The hospital was founded in 1925 in by Dr. Manuel de la Pila Iglesias, a Spaniard from Cádiz, Spain, who had been raised in Ponce. Prior to founding Hospital Dr. Pila, he worked for the municipal government at Ponce's Tricoche Municipal Hospital and at the private Hospital San Lucas both in Ponce. He had also been medical director at the Hospital de Damas, also in Ponce. The hospital was founded as a small medical clinic; it has since grown considerably. It was originally named "Clinica Quirurgica del Dr. de la Pila Iglesias" (Surgical Clinic of Dr. de la Pila Iglesias). It was located in the now Ponce Historic Zone at the northwest corner of Marina and Jobos streets in Ponce. Between 1980 and 1983, the Ponce Municipal Government, seeking to relocate Hospital Tricoche to a more accessible and spacious quarters, built new facilities on Avenida Las Americas (PR-163). Once built, however, the government could not appropriate the necessary funds to equip and open its new hospital building and agreed to sell the new facility to the Hospital Dr.

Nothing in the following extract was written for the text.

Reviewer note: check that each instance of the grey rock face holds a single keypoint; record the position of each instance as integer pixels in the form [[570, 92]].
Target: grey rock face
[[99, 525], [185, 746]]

Pila corporation, which moved into the new facilities three years later. In 1986, Hospital Dr. Pila left its Calle Jobos and Calle Marina location and moved to these new facilities on Avenida Las Americas (PR-163).

== Pavia Health Systems ==
In May 2010 Pavia Health Systems purchased the hospital for $32 million. The hospital had filed for bankruptcy in August 2007; it owed $50 million. Metro Pavia started operating Hospital Dr. Pila in early 2010. Metro Pavia owns 12 other hospitals. It was subsequently renamed "Hospital Metropolitano Dr. Pila".

== Today ==
The hospital has over 300 employees. It is seeking to specialize in surgery and pediatric care. Its executive director is Jose Cora Izquierdo.